* David Woodhouse <[email protected]> wrote:
> On Tue, 2018-01-23 at 08:53 +0100, Ingo Molnar wrote:
> >
> > The patch below demonstrates the principle, it forcibly enables dynamic
> > ftrace
> > patching (CONFIG_DYNAMIC_FTRACE=y et al) and turns mcount/__fentry__ into a
> > RET:
> >
> > ffffffff81a01a40 <__fentry__>:
> > ffffffff81a01a40: c3 retq
> >
> > This would have to be extended with (very simple) call stack depth tracking
> > (just
> > 3 more instructions would do in the fast path I believe) and a suitable
> > SkyLake
> > workaround (and also has to play nice with the ftrace callbacks).
> >
> > On non-SkyLake the overhead would be 0 cycles.
>
> The overhead of forcing CONFIG_DYNAMIC_FTRACE=y is precisely zero
> cycles? That seems a little optimistic. ;)
The overhead of the quick hack patch I sent to show what exact code I mean is
obviously not zero.
The overhead of using my proposed solution, to utilize the function call
callback
that CONFIG_DYNAMIC_FTRACE=y provides, is exactly zero on non-SkyLake systems
where the callback is patched out, on typical Linux distros.

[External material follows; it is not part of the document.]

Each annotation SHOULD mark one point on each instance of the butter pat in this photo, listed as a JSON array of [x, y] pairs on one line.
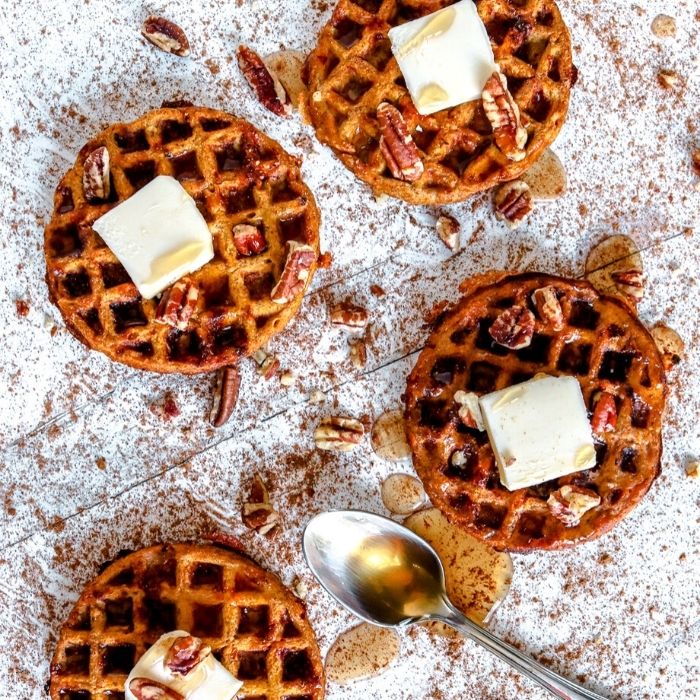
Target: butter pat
[[445, 57], [539, 430], [158, 235], [209, 680]]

The callback is widely enabled on distro kernels:
Fedora: CONFIG_DYNAMIC_FTRACE=y
Ubuntu: CONFIG_DYNAMIC_FTRACE=y
OpenSuse (default flavor): CONFIG_DYNAMIC_FTRACE=y
BTW., the reason this is enabled on all distro kernels is because the overhead
is
a single patched-in NOP instruction in the function epilogue, when tracing is
disabled. So it's not even a CALL+RET - it's a patched in NOP.
Thanks,
Ingo